Last week I had a podcast debate with the journalist and academic Joanna Williams on The Flip Side for the charity The Equiano Project on the Equality Act. It should be released soon and it was full of polite, informed disagreement (she was against, unsurprisingly I was for), so worth a listen.
One of Joanna’s objections to the Equality Act was her view that it reinforced identity politics.
Here I want to expand on why I think that view is fundamentally incorrect (vis a vis the wording of the Equality Act).
I accept that there is a widespread perception in public discourse that the Equality Act 2010 serves to entrench “identity politics” in our legal system (not helped by some of the discourse by the “Equality, Diversity and Inclusion industry” ).
In fact, a closer reading of both the legislation and its application in the courts reveals that the Act was designed to resist identity-based favouritism and promote universal, objective standards.
🧩 Universality at the Core
The Equality Act 2010 provides protection to everyone. Every individual, regardless of their race, sex, religion or belief, age, or other protected characteristic can rely on it when subjected to unlawful discrimination. Its core principle is not to elevate identity, but to ensure that any relevant unlawful discriminatory decision or policy is capable of legal challenge.
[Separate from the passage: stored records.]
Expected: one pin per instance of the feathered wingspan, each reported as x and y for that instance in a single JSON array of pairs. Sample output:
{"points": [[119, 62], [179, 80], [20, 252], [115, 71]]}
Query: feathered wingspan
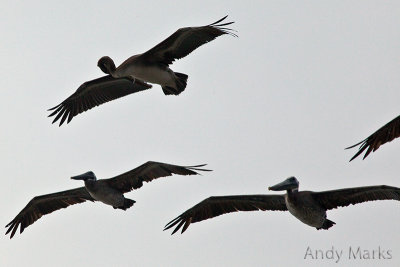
{"points": [[94, 93], [215, 206], [184, 41], [384, 135], [350, 196], [147, 172], [45, 204]]}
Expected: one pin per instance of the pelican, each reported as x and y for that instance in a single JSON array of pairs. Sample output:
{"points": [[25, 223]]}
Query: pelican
{"points": [[134, 74], [385, 134], [109, 191], [307, 206]]}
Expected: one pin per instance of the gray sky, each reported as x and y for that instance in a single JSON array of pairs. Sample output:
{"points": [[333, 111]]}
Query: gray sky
{"points": [[303, 81]]}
⚖️ Case Law: Principles Over Identity
Two cases (one recent) illustrate this clearly:
➡️ Furlong v Chief Constable of Cheshire Police (2019)
Here, a white male successfully brought a claim of indirect discrimination after the force implemented a recruitment policy favouring underrepresented groups. The Employment Tribunal found that the use of positive action had crossed the line into positive discrimination, which the Act explicitly prohibits. The decision was not about protecting his identity. It was about applying the law even-handedly and upholding the principle that all candidates deserve to be assessed on merit.
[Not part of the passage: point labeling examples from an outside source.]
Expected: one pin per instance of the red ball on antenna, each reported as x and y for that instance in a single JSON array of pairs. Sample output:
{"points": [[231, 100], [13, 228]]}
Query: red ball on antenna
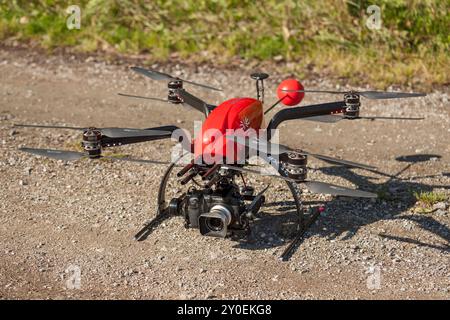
{"points": [[290, 98]]}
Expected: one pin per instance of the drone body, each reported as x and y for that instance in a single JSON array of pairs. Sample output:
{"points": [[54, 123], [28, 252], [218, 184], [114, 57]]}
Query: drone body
{"points": [[221, 204]]}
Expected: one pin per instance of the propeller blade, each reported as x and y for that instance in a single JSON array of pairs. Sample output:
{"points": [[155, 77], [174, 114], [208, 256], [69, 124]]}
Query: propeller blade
{"points": [[277, 149], [389, 95], [329, 118], [55, 154], [389, 118], [136, 160], [368, 94], [130, 132], [156, 75], [259, 145], [153, 74], [48, 127], [340, 161], [313, 186], [141, 97], [110, 132], [242, 169], [326, 188]]}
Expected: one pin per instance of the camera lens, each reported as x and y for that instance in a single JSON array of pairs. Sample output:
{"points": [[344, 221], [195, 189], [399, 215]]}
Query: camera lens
{"points": [[214, 224]]}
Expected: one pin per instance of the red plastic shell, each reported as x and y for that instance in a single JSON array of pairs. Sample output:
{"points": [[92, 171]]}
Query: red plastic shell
{"points": [[233, 114], [290, 98]]}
The judgment is at https://assets.publishing.service.gov.uk/media/5c66abfd40f0b61a1e93a27a/Mr_M_Furlong_v_The_Chief_Constable_of_Cheshire_Police_2405577.18_judgment_and_reasons.pdf
➡️ Turner-Robson v Thames Valley Police (2022)
Similarly, Turner-Robson and others, three white officers, succeeded in a claim where they were overlooked for promotion in which an Asian officer was appointed without the required selection process. The tribunal held that the process failed the proportionality test required under s.159 of the Equality Act. Again, the outcome turned not on their identity, but on objective scrutiny of whether the process was justified and lawful.
🧪 Why “Reason” Matters More Than Identity
In each case, what the courts asked was not “Who is the claimant?” but “What is the reason for the treatment?” This question is the touchstone of discrimination law. Was the claimant treated less favourably because of a protected characteristic? Was the policy justified, or did it amount to unjustifiable positive discrimination?
These tests protect us all from arbitrary or preferential treatment, reinforcing the neutrality of the law. Far from fuelling identity politics, the Equality Act sets strict boundaries around when and how identity can be taken into account; and only ever in pursuit of fairness, not favouritism.
📚 Conclusion
Rather than reinforcing identity politics, the Equality Act 2010 uses legal tests and universal application to contain it. The law stands for fairness; and its enduring strength lies in treating identity as a relevant context, not a controlling factor.
Let’s move the conversation beyond headlines and remember: the law protects individuals, not ideologies.